Initially we had cabins booked over in Idaho. These were bare bones rustic cabins (ie. a hut) but they were supposedly heated. When we had to abandon Idaho because of snow I did throw my tent on the bike as I hit the road with no reservations. Not everyone had tents though and accomodation wasn’t hard to find so we roughed it in a Motel 6. Personally I would have preferred to camp. Would have been fine sleeping I’m sure but hanging out before then might have been cold.
You are going to love BC. I need to head up that way on my bike once the mountains start to thaw out. Unfortunately in June I’m scheduled to be riding from NC back to WA, but if timing works out I would take a weekend trip up there to meet up with you.
Music is obviously subject to personal tastes. If you don’t like my choice then it will have a big impact on how you view the video. The music is taken from GlobeTrekker/LonelyPlanet and for me invokes a sense of wonder and travel, which made it perfect for this video.
The road conditions at that point were slightly tricky and it looks like the road surface changed just as he slipped. I don’t think he scared himself as he is a bit of a fearless rider (not saying that’s a good thing). I think his bald tire with changing grip level caused him to slip. Important thing is he stayed up. Falling off at the beginning of the ride would kind of ruined the weekend
Thanks. When you’re putting the video together it’s hard to know if it’s going to be a good one or not. If I still like to watch it 2 months later then I know I did okay. This one is a keeper I think.
Yeah, I saw he almost lost it. Claims it was due to bald tires though why he went on a 3 day ride with bald tires I don’t know. We were only about 150 miles into the ride at that point and I was taking it easy as we were going down a steep hill surrounded by moss covered trees (ie. slippery road conditions).

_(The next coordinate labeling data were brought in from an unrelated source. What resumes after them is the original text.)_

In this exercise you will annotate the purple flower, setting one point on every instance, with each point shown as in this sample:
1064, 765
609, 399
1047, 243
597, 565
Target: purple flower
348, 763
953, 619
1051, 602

Yup, that we should. Don’t want to hi-jack rannettes Guzzi appreciation thread so we can start another thread to see if there are any other BBM riders in the area (briderdt still around?). Or take it off line.
I actually went on a ride with the owner of Moto International and his wife a couple of years ago when they joined our little scooter group. They were on a pair of Breva’s and I admit I was drooling over their bikes. That could very easily have been my next bike. On the same ride we were joined by David Hough on his 1970’s BMW. I just get to mix with all the high flyers of the motorcycle community here. I once even got to meet Eternal05!
That’s a sweet looking bike but you’ll have to give us non Guzzi enthusiasts a clue as to what it is. I’m not sure I’m wild on having an engine from a truck stuck to a bike though! That’s one seriously big engine.
You are correct. Ride West BMW here in Seattle has many such events, nothing to do with BMW but all to do with getting bodies in the door and building a “family” feeling. They are pretty good at it and I have good feelings towards them even though it may be some time before I’m ready to buy a bike from them. Can’t say I have the same feelings towards the Kawasaki place I actually bought my bike from. This place (if not BMW in general, I’m not sure) certainly has a handle on the “social” aspect of business.
And to answer your earlier question, yes it was KMG who did the talk. Not sure who exactly was speaking but he was a local racer who learned about suspension through racing at Pacific Raceways.